Post from my blog. If you're enjoying the series, please consider buying me a coffee.

It is my personal belief that about 1/5 of the time, preferably the Monday of a full-time week of work, should be spent contemplating the work done so far and doing cleanup (refactoring, issues, etc.). Ignoring the setup chapter, this would be the fifth chapter and thus we shall do some retrospective and refactoring.

What have we done?

We've taken 5 chapters to make a basic server that just fetches data from a database and turns it into a simple HTML string. This sounds like little result for a lot of effort. However, we've also written an infinite number of tests.

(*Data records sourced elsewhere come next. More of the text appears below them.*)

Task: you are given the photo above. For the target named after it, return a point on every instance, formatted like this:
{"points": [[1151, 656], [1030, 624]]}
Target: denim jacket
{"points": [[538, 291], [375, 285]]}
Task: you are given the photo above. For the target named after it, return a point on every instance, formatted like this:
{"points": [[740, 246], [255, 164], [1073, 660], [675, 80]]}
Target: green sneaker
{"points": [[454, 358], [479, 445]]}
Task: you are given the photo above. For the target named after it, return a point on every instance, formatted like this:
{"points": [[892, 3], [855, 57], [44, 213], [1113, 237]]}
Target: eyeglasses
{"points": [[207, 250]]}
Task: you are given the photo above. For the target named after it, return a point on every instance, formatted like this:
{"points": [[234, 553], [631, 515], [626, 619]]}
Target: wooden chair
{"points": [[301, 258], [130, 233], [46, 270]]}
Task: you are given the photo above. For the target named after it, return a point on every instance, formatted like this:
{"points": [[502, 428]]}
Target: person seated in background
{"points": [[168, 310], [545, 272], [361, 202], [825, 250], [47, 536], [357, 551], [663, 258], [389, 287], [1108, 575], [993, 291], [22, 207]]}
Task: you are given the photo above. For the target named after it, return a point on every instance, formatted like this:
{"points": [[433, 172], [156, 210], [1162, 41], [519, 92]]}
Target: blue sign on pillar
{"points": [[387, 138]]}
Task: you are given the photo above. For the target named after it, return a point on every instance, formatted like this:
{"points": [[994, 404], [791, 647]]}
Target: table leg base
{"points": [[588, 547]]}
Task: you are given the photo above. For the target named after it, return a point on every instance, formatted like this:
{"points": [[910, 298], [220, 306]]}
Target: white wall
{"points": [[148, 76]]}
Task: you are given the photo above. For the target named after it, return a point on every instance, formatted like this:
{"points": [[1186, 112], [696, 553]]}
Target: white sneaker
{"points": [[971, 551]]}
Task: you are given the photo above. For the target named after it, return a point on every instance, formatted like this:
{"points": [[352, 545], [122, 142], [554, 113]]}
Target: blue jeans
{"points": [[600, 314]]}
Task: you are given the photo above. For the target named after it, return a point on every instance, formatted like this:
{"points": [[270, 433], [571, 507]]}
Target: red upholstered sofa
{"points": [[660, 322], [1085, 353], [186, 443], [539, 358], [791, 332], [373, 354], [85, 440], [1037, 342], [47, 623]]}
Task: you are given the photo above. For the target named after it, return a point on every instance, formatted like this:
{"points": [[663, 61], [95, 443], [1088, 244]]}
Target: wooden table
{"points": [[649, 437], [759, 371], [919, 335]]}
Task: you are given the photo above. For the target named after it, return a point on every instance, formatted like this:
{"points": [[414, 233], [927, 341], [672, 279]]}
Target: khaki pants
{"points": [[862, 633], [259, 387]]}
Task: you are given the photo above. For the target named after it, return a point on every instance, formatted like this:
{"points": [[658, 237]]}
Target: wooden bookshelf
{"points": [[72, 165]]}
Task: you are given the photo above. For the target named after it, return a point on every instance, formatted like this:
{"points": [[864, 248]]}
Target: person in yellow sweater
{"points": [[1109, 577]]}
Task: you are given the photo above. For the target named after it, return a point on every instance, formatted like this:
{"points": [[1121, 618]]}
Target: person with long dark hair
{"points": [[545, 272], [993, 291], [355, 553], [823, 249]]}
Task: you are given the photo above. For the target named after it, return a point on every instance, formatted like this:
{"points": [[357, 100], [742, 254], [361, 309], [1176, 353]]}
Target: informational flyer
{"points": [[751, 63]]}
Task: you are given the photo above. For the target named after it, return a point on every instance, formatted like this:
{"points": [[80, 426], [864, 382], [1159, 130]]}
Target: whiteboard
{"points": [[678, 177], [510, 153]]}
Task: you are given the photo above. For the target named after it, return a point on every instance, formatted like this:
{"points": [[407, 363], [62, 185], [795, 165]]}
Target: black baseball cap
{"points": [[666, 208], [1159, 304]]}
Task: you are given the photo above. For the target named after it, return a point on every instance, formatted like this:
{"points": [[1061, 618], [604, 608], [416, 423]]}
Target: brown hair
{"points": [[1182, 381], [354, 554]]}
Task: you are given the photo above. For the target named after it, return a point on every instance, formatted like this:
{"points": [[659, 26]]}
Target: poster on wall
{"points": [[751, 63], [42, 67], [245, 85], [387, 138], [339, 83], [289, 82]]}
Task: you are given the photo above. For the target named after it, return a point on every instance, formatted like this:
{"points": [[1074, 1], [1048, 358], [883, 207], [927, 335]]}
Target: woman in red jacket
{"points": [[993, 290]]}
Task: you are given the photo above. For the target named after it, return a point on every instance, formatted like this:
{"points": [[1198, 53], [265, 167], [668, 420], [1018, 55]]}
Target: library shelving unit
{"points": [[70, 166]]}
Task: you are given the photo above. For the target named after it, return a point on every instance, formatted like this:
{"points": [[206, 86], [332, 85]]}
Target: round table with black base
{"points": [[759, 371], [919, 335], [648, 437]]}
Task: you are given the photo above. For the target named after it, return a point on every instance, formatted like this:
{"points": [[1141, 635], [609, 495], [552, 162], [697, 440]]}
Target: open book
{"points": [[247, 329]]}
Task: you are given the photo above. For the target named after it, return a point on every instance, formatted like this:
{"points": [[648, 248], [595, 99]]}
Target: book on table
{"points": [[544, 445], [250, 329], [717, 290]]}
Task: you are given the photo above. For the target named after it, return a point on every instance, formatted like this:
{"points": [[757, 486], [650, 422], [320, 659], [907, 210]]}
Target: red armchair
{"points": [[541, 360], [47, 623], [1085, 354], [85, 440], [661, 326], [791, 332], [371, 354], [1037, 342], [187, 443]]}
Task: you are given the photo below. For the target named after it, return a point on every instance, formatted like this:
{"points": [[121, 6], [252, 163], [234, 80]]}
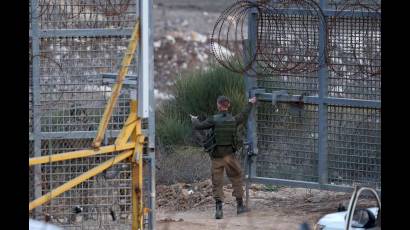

In a purely functional, strongly typed language, the types correspond to proofs (we call this the Curry-Howard correspondence). A few examples:

myNumber :: Int
myNumber = 7

The type, myNumber :: Int, is saying "we have a proof that an Int exists, and that proof is called myNumber". We later give this proof in the term myNumber = 7. This proof doesn't seem really useful, and not something that would replace any tests for sure. So let's go further:

sum :: [Int] -> Int
sum = foldr (+) 0

This time sum :: [Int] -> Int tells us there is a proof called sum that can be used to get an Int from a list of Ints. We don't have to test that it returns an Int, we have proof, which is better! If we had to test this behavior, without types or inspecting the body / term of the function, we would theoretically have to test with every possible list of Ints, since one of them might yield a value of a different type. Far-fetched in this example, yes, but it becomes more relevant as functions become more complex.

We would also have to test how it works under incorrect input, since it might fail silently, crash the program or do something else unexpected.

mySumOfStrings = sum ["Foo", "Bar"] -- Bad! Won't compile

The above "proof" is invalid and won't compile, much less run. There is no need to write any tests for such cases.

There's another cool thing you can do with types using Abstract Data Types.

When writing a module, you can simply choose not to export a type's constructors. That way, any value of that type must come from functions you have exposed. We've seen this trick with the ResponseReceived type, where it ensures we don't accidentally forget to respond. We could use it in our tutorial project too, for instance by hiding the constructors for Task, so that all tasks must be retrieved from the database. Alternatively, we could define a SortedList which is implemented like a regular list, but with a hidden constructor, so we can only get one using sorting functions, and cannot use functions that would break sort-order, like map.

Basically, we can use Abstract Data Types for better encapsulation.

Because types put restrictions to what can go in and come out of a function, they fit together like Lego bricks. This makes working on projects that have grown beyond the mundane much more enjoyable.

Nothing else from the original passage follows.